Hollande zaskoczył w ciągu ostatnich miesięcy wszystkich tych, którzy go dotąd nie doceniali. Jak twierdzi jeden z najlepszych znawców francuskiej polityki, publicysta Alain Duhamel, socjalista w walce o Pałac Elizejski pokazał nieoczekiwanie "silną wolę, samodyscyplinę i waleczność".

"Normalny prezydent"

W swojej kampanii Hollande powtarzał wiele razy, że będzie "normalnym prezydentem". Ma to oznaczać, że będzie sprawował urząd w sposób bardziej spokojny i wyważony niż Sarkozy, nazywany "hiperprezydentem" i znany z cholerycznego temperamentu. Socjalista twierdzi też, że jeśli zostanie wybrany, to nie będzie, jak obecny szef państwa, koncentrował niemal całej władzy w Pałacu Elizejskim kosztem rządu i parlamentu.

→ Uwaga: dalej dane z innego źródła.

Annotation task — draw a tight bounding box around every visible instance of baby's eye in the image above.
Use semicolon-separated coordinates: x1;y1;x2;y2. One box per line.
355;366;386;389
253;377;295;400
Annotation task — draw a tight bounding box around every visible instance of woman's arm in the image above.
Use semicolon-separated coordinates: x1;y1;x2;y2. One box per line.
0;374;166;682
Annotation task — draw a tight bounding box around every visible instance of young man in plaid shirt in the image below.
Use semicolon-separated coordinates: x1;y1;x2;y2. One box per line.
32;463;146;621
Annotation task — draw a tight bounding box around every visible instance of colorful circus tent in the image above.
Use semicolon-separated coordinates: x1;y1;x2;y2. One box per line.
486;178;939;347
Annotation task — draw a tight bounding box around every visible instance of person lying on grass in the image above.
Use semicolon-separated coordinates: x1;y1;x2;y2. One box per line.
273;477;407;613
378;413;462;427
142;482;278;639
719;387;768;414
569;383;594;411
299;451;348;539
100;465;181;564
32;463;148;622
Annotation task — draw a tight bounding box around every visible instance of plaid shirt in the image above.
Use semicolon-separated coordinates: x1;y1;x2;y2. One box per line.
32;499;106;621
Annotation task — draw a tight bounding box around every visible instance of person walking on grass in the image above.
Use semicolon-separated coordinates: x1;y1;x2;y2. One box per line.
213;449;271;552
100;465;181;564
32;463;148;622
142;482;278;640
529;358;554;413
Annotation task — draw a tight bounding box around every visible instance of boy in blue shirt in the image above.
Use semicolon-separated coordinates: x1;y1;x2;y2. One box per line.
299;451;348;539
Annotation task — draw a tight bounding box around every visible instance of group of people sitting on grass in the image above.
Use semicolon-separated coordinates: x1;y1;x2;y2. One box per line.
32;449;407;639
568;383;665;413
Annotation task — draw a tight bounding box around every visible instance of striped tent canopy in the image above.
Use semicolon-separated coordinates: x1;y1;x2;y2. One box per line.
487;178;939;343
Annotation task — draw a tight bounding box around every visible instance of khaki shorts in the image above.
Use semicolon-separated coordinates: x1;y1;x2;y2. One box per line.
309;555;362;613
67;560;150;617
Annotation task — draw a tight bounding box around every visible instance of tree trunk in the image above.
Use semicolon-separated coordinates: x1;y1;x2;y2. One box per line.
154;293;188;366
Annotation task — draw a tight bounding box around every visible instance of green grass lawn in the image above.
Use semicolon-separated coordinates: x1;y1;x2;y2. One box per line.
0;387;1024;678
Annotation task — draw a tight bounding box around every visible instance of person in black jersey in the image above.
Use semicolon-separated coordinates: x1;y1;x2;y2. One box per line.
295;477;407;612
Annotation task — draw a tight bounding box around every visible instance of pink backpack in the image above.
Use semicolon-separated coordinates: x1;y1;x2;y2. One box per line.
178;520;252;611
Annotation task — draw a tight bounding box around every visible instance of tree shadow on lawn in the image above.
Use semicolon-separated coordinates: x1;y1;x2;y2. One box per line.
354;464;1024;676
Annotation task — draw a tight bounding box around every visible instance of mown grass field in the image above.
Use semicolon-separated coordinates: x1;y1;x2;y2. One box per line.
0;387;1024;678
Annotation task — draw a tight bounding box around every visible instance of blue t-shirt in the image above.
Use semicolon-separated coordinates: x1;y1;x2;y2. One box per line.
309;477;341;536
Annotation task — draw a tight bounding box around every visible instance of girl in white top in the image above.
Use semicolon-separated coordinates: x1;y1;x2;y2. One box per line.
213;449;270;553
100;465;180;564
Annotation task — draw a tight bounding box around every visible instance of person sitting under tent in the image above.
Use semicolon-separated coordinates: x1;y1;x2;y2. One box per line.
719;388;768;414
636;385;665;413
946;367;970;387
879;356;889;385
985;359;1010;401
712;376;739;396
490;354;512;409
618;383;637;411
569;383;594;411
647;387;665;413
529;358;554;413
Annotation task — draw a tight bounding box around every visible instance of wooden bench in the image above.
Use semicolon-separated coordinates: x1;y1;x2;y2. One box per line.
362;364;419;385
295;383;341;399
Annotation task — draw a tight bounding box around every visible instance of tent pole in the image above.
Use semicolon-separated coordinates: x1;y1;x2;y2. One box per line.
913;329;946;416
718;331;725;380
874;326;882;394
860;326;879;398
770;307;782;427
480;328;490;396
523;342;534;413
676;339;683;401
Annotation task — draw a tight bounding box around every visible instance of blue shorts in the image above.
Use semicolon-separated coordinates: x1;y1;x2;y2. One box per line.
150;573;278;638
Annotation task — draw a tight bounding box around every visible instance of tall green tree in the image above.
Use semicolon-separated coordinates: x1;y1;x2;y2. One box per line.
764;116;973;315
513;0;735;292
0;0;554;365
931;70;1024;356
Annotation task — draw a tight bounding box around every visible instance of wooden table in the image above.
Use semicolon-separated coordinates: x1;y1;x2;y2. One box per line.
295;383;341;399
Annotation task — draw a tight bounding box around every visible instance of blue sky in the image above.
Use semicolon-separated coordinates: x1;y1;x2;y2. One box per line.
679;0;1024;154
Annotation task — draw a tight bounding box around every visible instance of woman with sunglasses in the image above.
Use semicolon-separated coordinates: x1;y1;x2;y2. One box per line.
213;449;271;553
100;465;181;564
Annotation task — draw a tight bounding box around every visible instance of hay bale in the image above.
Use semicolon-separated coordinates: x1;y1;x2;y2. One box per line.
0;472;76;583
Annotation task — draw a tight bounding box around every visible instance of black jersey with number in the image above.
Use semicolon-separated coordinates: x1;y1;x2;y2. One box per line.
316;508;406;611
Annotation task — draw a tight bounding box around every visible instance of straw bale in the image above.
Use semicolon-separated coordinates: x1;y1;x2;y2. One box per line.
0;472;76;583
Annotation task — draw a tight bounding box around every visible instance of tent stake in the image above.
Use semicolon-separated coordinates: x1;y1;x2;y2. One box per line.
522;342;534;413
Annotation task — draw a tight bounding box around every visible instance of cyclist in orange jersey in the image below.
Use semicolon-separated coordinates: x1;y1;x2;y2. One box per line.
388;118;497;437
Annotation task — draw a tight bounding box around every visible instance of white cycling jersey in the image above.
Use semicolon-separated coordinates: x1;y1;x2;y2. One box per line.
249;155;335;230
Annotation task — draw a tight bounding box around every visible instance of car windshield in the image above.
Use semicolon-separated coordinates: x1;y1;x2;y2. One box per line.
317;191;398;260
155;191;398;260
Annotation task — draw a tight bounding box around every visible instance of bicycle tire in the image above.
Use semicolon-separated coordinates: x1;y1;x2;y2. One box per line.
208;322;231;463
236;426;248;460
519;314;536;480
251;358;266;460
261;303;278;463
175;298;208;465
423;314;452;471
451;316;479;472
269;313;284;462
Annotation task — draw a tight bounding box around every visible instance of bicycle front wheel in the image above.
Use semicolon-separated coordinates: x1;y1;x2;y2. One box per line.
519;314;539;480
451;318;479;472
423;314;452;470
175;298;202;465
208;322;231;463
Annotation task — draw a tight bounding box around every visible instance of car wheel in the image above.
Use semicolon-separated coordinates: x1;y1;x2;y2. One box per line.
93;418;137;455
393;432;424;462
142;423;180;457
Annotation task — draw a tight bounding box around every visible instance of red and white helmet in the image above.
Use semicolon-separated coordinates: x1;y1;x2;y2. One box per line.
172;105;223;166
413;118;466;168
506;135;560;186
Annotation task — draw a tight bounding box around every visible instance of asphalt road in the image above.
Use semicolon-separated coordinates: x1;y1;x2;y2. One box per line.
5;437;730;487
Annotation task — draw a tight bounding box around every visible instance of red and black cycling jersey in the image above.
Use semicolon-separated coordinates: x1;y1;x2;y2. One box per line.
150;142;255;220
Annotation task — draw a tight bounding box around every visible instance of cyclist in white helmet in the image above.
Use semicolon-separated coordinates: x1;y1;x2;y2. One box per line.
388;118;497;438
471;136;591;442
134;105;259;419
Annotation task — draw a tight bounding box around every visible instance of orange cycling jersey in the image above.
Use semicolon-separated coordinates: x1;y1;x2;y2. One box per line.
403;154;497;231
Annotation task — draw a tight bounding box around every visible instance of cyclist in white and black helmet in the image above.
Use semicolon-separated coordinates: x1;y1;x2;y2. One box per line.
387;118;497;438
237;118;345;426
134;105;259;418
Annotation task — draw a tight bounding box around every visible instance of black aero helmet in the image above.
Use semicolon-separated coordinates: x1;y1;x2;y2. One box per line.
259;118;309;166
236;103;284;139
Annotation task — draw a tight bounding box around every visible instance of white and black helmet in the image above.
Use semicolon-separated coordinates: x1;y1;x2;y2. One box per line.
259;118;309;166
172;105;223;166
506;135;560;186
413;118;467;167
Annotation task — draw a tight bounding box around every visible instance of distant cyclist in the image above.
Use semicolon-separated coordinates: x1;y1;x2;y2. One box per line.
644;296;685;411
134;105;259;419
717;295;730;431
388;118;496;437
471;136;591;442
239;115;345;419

Według otoczenia Hollande'a, odróżnia go od Sarkozy'ego, jak również od niektórych innych działaczy PS, prosty, pozbawiony zbędnych wygód sposób życia. Prasę obiegły zdjęcia Hollande'a, gdy poruszał się po Paryżu na swoim ulubionym skuterze. Jest znany z tego, że jest miłośnikiem futbolu i zagorzałym kibicem.

Royal poparła Hollande'a

W przeciwieństwie do Sarkozy'ego, socjalista bardzo niechętnie mówi o swoim życiu prywatnym. Jego partnerką jest dziennikarka polityczna, młodsza od niego o 11 lat, Valerie Trierweiler, którą polityk poznał jeszcze w czasie związku z Royal. Choć Trierweiler pojawia się na jego mityngach wyborczych, to rzadko w mediach można znaleźć jej wspólne zdjęcia z towarzyszem życia. Kandydat socjalistyczny bardzo rzadko wspomina publicznie o swym związku; do wyjątków należy wywiad z października 2010 roku, gdy powiedział magazynowi "Gala": "To wyjątkowe szczęście odnieść sukces w życiu osobistym i spotkać kobietę swojego życia. Ta szansa może umknąć, ale mnie udało się ją schwytać".

Kampanię Hollande'a popiera teraz także jego była partnerka i matka jego dzieci: Segolene Royal. Stosunki w tej dawnej parze były do niedawna bardzo napięte, zwłaszcza że Royal rywalizowała z nim w ostatnich prawyborach. Jednak w czasie kwietniowego mityngu Hollande'a Royal pojawiła się na chwilę na estradzie u jego boku, co wszystkie media skrzętnie odnotowały jako znak osobistego pojednania między dwojgiem liderów PS.